Prove the given formula.

So far I have $f\textbf{F}=(f\textbf{F}_1, f\textbf{F}_2, f\textbf{F}_3)$, but I'm not sure where to go from there. Could anyone give me some pointers?
Thank you.
Prove the given formula.

So far I have $f\textbf{F}=(f\textbf{F}_1, f\textbf{F}_2, f\textbf{F}_3)$, but I'm not sure where to go from there. Could anyone give me some pointers?
Thank you.
Now compute the curl of that, being sure to apply the product rule properly.
It may also help if you compute the other side of the identity also, and then reorganize stuff to make things match.
Here is a foothold for you to start with. By definition, $\mathrm{curl}(fF_1,fF_2,fF_3):=\left(\left(\frac{\partial fF_3}{\partial y} - \frac{\partial fF_2}{\partial z}\right),\left(\frac{\partial fF_1}{\partial z} - \frac{\partial fF_3}{\partial x}\right) , \left(\frac{\partial fF_2}{\partial x} - \frac{\partial fF_1}{\partial y}\right) \right)$.
Each of the partial derivatives here requires you to take the derivative of a product of functions.
To add a little more detail, let's do the first term. The second line is obtained by the first by simply applying the product rule.

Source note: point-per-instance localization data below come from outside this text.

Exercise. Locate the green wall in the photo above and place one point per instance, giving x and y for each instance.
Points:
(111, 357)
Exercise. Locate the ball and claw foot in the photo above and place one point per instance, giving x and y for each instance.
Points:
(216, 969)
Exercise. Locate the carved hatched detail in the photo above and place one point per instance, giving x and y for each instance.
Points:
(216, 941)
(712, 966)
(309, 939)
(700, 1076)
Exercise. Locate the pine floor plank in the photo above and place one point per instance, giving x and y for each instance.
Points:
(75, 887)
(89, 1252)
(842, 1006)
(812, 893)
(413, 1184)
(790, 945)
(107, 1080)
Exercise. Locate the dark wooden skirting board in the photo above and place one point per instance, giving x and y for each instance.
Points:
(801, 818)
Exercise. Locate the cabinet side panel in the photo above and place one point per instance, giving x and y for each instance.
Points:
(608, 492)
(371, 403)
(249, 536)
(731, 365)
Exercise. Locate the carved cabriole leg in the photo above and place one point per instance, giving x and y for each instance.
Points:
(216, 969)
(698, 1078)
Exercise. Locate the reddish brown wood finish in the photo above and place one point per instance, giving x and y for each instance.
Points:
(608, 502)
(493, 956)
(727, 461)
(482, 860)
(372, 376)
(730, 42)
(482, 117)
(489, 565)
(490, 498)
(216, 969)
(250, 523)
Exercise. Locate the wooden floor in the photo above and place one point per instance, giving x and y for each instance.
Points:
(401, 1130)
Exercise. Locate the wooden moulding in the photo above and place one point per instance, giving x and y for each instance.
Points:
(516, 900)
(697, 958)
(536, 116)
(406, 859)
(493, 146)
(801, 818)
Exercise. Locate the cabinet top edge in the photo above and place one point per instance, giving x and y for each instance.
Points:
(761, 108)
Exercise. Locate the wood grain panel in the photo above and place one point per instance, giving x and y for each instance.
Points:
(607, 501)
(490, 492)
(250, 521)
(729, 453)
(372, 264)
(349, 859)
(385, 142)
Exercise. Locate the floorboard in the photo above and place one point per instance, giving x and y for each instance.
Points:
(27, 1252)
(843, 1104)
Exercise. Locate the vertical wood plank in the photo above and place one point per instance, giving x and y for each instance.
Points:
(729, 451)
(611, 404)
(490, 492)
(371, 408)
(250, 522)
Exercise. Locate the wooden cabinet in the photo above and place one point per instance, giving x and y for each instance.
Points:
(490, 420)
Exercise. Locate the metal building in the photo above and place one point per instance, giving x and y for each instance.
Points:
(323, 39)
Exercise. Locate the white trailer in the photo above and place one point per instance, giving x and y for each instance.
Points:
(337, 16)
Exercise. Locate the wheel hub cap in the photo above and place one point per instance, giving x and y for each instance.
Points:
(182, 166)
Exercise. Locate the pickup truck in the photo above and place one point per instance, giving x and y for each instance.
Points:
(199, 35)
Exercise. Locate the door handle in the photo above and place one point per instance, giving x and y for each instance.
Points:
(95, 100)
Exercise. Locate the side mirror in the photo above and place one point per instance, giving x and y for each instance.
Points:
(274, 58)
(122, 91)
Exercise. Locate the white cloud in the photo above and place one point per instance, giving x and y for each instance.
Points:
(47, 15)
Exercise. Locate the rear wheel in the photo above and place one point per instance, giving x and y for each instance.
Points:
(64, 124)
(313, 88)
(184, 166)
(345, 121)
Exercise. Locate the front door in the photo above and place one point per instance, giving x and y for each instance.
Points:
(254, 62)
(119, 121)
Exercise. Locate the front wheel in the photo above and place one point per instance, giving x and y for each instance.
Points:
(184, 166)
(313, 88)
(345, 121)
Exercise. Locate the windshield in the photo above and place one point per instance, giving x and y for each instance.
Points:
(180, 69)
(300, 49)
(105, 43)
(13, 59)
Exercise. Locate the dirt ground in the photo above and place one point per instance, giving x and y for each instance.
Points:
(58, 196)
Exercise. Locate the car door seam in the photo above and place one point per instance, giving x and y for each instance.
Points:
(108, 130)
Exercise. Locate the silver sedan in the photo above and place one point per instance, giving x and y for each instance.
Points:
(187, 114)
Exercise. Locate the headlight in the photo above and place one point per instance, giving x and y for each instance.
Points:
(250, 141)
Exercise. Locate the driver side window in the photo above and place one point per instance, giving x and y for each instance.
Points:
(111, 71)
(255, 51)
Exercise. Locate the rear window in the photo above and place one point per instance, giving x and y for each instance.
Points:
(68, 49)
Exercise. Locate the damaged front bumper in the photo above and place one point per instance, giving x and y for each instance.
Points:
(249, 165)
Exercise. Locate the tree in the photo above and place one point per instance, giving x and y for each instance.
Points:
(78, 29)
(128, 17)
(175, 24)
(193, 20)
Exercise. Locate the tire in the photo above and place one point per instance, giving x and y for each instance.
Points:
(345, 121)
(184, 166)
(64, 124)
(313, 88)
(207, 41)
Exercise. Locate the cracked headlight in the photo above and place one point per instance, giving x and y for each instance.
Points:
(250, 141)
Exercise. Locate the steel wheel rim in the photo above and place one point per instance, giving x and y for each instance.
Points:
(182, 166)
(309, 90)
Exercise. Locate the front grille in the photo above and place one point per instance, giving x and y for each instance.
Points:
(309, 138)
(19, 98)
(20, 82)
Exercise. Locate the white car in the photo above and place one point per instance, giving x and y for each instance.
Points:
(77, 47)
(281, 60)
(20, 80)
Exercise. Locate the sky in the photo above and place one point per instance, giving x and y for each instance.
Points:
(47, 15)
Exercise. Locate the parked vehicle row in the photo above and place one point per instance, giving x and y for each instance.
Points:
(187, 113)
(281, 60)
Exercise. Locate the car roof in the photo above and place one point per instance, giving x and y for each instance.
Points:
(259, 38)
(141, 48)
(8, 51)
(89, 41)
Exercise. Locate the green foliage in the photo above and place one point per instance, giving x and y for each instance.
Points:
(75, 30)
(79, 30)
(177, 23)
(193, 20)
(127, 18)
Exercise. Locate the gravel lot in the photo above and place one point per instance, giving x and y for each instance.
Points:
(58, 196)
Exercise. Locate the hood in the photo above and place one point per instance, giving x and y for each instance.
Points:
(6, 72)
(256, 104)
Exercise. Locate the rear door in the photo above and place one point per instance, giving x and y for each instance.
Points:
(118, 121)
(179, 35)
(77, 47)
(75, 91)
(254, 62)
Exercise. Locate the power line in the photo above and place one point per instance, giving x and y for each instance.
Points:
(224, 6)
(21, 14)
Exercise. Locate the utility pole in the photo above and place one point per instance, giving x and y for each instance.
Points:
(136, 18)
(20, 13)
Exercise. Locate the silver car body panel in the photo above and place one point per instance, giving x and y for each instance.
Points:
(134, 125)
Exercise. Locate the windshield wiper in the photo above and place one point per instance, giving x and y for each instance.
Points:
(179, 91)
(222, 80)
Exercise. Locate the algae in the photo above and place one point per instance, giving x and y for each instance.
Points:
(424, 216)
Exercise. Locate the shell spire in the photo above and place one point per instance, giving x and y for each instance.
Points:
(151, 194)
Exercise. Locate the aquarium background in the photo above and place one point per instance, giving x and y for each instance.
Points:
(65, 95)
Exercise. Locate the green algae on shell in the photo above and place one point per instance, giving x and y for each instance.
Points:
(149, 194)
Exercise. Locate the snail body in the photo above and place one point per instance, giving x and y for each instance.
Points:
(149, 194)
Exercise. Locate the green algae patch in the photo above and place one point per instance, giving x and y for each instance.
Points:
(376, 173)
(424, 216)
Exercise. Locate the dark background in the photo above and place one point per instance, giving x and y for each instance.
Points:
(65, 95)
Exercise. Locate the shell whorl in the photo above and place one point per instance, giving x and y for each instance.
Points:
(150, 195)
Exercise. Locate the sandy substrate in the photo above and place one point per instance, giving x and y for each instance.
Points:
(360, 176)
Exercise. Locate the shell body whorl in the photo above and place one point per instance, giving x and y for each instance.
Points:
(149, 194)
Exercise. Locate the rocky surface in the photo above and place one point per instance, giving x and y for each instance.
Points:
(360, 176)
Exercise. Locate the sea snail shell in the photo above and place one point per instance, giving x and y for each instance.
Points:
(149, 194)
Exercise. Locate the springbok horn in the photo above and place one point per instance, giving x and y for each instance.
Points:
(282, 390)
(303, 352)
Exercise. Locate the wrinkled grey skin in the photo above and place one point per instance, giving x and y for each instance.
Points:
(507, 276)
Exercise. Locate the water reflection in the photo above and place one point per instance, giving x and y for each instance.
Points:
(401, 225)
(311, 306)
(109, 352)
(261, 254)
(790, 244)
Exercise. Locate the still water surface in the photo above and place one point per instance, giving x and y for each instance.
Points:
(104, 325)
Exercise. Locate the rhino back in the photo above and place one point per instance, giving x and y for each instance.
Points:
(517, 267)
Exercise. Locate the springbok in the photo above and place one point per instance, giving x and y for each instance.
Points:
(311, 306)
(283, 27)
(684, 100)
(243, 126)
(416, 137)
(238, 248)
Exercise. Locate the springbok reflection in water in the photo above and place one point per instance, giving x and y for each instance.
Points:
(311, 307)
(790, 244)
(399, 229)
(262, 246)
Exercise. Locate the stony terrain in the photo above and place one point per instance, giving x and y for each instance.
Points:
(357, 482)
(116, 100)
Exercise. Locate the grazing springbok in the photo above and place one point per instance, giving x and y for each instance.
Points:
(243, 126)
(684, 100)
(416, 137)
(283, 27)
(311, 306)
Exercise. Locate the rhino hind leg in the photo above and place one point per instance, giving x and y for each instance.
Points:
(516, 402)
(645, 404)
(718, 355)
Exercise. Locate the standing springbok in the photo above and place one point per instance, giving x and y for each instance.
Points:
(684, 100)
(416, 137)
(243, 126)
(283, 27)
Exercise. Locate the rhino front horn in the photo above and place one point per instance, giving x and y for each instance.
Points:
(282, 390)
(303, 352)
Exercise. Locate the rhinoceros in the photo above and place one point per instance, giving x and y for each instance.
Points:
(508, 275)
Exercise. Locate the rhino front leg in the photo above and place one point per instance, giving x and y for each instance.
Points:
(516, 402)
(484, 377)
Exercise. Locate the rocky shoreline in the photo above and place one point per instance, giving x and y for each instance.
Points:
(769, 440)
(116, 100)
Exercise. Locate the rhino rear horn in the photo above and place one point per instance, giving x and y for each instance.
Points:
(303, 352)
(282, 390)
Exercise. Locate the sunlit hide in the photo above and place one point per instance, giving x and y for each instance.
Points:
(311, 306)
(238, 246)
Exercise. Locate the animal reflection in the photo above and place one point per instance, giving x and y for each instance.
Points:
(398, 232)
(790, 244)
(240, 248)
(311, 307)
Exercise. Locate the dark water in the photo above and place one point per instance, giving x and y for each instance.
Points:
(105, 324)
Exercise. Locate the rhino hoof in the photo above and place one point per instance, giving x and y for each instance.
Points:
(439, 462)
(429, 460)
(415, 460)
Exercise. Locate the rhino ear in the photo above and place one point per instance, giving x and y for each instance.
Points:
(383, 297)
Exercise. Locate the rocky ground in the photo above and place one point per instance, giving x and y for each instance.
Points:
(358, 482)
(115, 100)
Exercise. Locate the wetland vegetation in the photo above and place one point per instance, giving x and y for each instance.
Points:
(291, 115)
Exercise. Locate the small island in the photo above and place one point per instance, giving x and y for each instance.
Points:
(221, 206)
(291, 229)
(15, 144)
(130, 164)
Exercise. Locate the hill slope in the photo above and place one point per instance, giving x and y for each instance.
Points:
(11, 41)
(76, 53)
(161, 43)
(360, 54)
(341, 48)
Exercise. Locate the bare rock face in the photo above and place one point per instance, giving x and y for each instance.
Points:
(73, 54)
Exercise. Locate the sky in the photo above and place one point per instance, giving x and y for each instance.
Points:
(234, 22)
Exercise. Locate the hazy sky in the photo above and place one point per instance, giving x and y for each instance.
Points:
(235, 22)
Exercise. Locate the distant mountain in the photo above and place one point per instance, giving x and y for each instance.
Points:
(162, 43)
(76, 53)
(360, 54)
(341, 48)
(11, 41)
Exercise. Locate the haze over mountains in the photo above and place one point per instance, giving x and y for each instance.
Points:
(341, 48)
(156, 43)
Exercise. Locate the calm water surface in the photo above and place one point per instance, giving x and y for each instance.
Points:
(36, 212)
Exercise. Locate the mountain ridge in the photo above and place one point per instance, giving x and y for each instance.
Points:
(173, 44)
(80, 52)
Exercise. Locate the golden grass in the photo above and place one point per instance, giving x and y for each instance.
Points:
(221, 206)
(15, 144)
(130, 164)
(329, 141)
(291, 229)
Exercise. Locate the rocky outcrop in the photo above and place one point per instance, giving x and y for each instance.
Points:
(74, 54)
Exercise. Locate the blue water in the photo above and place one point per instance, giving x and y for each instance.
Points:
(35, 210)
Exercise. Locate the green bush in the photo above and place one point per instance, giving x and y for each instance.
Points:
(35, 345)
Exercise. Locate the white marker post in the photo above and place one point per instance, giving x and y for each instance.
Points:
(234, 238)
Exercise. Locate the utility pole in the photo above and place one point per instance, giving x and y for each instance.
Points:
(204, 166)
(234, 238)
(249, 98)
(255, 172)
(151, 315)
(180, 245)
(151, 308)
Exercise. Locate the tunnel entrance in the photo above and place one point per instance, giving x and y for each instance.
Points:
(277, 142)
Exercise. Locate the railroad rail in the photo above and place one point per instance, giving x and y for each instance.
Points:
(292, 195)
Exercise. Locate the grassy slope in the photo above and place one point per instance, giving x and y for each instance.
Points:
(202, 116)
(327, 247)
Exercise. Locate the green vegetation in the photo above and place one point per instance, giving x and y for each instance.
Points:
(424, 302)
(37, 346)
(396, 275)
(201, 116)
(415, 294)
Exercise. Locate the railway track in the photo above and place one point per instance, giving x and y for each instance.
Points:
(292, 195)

$$\frac{\partial fF_3}{\partial y} - \frac{\partial fF_2}{\partial z}=\\ \frac{\partial f}{\partial y}F_3+\frac{\partial F_3}{\partial y}f - \left(\frac{\partial f}{\partial z}F_2+\frac{\partial F_2}{\partial z}f\right)=\\ \frac{\partial F_3}{\partial y}f-\frac{\partial F_2}{\partial z}f+ \frac{\partial f}{\partial y}F_3-\frac{\partial f}{\partial z}F_2=\\ f\left(\frac{\partial F_3}{\partial y}-\frac{\partial F_2}{\partial z}\right) + \left(\frac{\partial f}{\partial y}F_3-\frac{\partial f}{\partial z}F_2\right) $$
Notice that the left hand term is the $x$ component of $f\cdot\mathrm{curl}(F)$ and the right half is the $x$ component of $(\nabla f)\times F$.
The other two pieces proceed exactly the same way.